Еще тяжелее было положение крестьян удельного ведомства. Они обыкновенно «побирались по миру». За Калугой, — передает свои детские воспоминания П.А.Кропоткин, — приходилось проезжать через необычайно бедную деревню — «Это удельные!» — разъясняли сведущие люди. Между тем в 50-х годах общее число удельных крестьян достигало 803 407 чел.

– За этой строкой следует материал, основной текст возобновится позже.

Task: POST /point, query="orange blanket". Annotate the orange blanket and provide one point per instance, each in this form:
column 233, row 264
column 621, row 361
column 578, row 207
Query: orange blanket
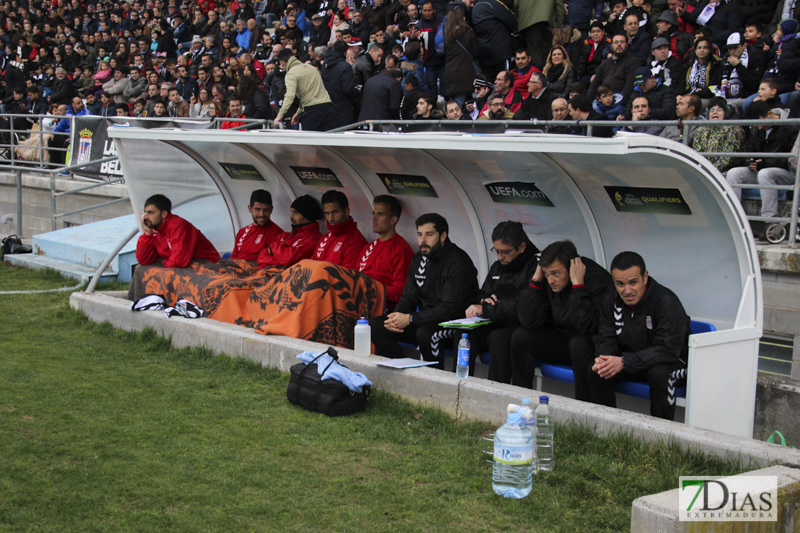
column 316, row 301
column 311, row 300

Некоторые данные о петербургских «оброчных» тридцатых годов прошлого века дает недавно опубликованная работа В. Кашина «Экономический быт и социальное расслоение крепостной деревни в ХIХ веке», основанная на изучении юсуповских вотчинных архивов. С наступлением зимы, юсуповские крепостные тысячами приходили на заработки в столицу. Как докладывала костромская вотчина Юсуповых, «в домах находятся только не могущие идти в Петербург престарелые и малолетние». «У нас при мирском собрании говорить некому, докладывал один староста, — все бабы, а мужья на чужой стороне».

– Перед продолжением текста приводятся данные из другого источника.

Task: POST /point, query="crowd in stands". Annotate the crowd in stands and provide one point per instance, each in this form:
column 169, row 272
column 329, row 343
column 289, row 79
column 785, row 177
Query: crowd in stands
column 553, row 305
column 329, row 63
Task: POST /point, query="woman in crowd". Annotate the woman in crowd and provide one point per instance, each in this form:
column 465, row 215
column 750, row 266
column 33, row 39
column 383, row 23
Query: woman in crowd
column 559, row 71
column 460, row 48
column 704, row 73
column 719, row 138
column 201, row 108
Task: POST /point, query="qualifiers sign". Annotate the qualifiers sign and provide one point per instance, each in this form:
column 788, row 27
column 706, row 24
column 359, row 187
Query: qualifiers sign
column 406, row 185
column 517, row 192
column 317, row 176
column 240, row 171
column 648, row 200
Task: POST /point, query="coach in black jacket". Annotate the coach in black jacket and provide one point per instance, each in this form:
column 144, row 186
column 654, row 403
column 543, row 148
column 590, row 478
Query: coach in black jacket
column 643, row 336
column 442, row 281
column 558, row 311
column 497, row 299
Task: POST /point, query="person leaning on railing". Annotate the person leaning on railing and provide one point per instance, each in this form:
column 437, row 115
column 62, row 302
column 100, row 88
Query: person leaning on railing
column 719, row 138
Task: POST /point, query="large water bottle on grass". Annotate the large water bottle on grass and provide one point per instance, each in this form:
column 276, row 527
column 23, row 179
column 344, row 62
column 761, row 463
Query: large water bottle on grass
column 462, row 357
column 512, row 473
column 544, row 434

Юсуповские крестьяне работали в Петербурге, по преимуществу, «по мастерству сальных свечей», возвращаясь в деревню с наступлением лета. Из другой юсуповской вотчины, села Кузнецова, наоборот, приходили на заработки в Петербург к лету, с тем, чтобы вернуться домой осенью, с окончанием судоходных работ. Кузнецовские крестьяне уплачивали свой оброк в Петербурге в юсуповской конторе, а не по месту приписки. В 1836 г. их городской староста уплатил от их имени 21524 руб. асс.; между тем как из села, в счет оброка, было прислано всего 1329 руб. асс. Помимо свечного мастерства и судоходных работ, юсуповские крестьяне занимались в Петербурге продажею «от хозяев» огородных товаров, полотерной работой, ломовым извозом, службой в трактирах, «портным ремеслом». Один из княжеских оброчных «обрабатывал петербургский его сиятельства дом портновской работой», получая 3400 руб. асс. в год. Часть юсуповских крестьян, объединившись в артели по 80-100 человек, уходила под Петербург на лесные разработки. Другие же безвыездно жили в Петербурге, «забывши совершенно хозяйство и хлебопашество до того, что не только скотины, но земледельческих снарядов другие не имеют».

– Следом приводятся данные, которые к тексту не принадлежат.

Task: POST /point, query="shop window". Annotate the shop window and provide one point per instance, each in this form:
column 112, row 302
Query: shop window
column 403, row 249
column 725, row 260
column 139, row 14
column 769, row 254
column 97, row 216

Однако, даже двадцатилетняя давность проживания в городе не освобождала крепостного от ярма рабства. Не таково было положение на Западе, где уже в средние века крепостной считался свободным, если ему удавалось прожить беспрепятственно в городе год и один день. Города Шпейер и Вормс добились права на свободу для проживавших в их пределах беглых крепостных, в случае вступления их в брак с местными горожанами. Считался свободным также каждый житель города, к какому бы состоянию он ни принадлежал, если он покупал на свое имя дом в городе. В этом смысле следует толковать две средневековых поговорки — «городской воздух делает человека свободным» (Stаdt luft mаcht frеi) и «за ограду города петух (символ крепостной зависимости) никогда не перелетает». Таким образом город, сыгравший на Западе столь значительную роль в деле освобождения крепостных, в России был совершенно лишен этого значения.